I was in the Crown in Stockport the other night & had four halves - nothing on that board, but the brewers were Mallinson's, Northern, Dark Star and Blue Monkey. (I don't think anyone leaves the Crown complaining about the beer selection.) It cost me less than £6 all told - none of them was more than £2.80/pint, and the cheapest was £2.40. Unless the Crown are trading at a loss, which doesn't seem likely, it's obviously possible to sell beer from those brewers well below the PSBH level. Answering Tandleman's question, it looks as if PSBH have a good idea of what their particular market will bear - either that or they're in the process of finding its limits!

Curmudgeon said...

I think the Magnet is maybe 10-20p a pint cheaper than the Crown.

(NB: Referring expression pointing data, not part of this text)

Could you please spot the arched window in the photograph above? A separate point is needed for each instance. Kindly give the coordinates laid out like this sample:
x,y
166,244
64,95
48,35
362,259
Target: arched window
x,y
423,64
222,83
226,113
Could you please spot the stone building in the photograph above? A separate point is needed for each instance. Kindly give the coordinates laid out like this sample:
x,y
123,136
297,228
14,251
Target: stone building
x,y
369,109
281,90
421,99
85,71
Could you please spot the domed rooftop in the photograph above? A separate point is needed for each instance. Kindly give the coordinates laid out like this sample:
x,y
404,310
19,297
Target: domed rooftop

But possibly the PSBH, given its location and the fact it has been recently developed, has higher overheads.

Hal Prestigious said...

I see you insist on not using the correct terminology when referring to great beer that's not cask conditioned. Let me remind you, friend. It's called Proper Real, or Proper Real Keg. If you recall, a mad yank came up with this definition several years ago.
He was correct in his assumption that Proper Real would eventually take off and give us UK drinkers another option.

Saga Of Nails said...

F*cking ouch, is all that I can say. Actually keg ought to be cheaper than cask and eventually it shall be. But for the moment people are prepared to pay more for keg, mostly out of conditioning and expectation.

In a busy, well maintained bar there will be a lot less wastage and ullage on keg then there will be on cask. Frankly the cost of CO2 and flash cooler maintenance is totally minimal, so the only extra expense for a pub is the additional electricity that flash coolers use.

Breweries knock out this stuff for more, but i'm not convinced that there is any justifiable reason why keg should cost more per unit than cask. Cask requires finings which are not cheap, whereas keg would mostly be filtered.